I think if you can't find this in your handbooks, then I would phone the supplying dealer.
If you bought privately then phone & ask Bessacar (This would fall into the good customer service category 8) )
Hope this helps
Regards C


----------



## Rapide561 (Oct 1, 2005)

*Bessacarr step*

Hi

What year model is your Bessacarr?

Russell


----------



## SwiftGroup (Jun 27, 2007)

*Contact*

Jovik

If you need to contact us, our telephone number is 01482 875740 we would need to know your vehicle details

Regards
Kath


----------



## SwiftGroup (Jun 27, 2007)

*Further information*

The following information may be helpful to you.#

Until 2007 season the relay and fuse for the auto-retract was fitted within the engine compartment under the bonnet and would need to be checked.

From 2008 onwards we no longer fit under the bonnet. There should be a 
fiat output connection point at the bottom of the drivers cab seat seatbelt. The fuses we fit within the habiatation area (wardrobe or bedbox) draws a signal from this point to auto retract the step. Fuse 8 (15 amp) would need to be checked and also this connection point.

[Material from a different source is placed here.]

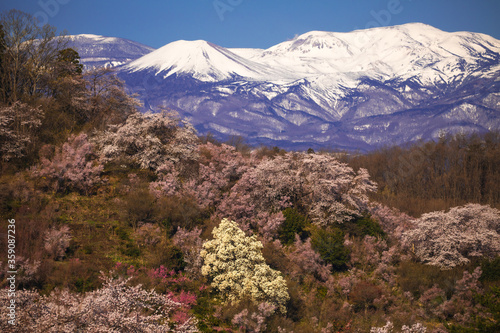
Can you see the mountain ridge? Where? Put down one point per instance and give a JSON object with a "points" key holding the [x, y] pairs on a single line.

With regards to the control panel if 2008 onwards the above issue could be the cause for it not shutting off due to a fault with the fuse or the fiat output.

Regards
Kath


----------



## 108821 (Dec 21, 2007)

*Bessacarr electrics*

:lol: my bessacar is 2006 where under the bonnet is relay and fuse please


----------



## backaxle (Nov 6, 2006)

Fantastic service from SWIFT I see,wish Autotrail posted on here,some one should give them a push(ATOC) maybe!!


----------



## SwiftGroup (Jun 27, 2007)

*Response*

Jovik

See yesterday's response.

It is under the bonnet

Regards
Kath


----------



## IRVO (Jul 1, 2007)

*Re: Bessacarr electrics*



jovik said:


> :lol: my bessacar is 2006 where under the bonnet is relay and fuse please


Jovik incase you never solved your problem and under the bonnet is a big place, l have the same van and also had the same problem, cant remember which one of two relays it was but exchange them over and you will find which one controls the step. My relays were to the right hand side forward of the cooling system exspansion tank good luck.

Regards

Brian


----------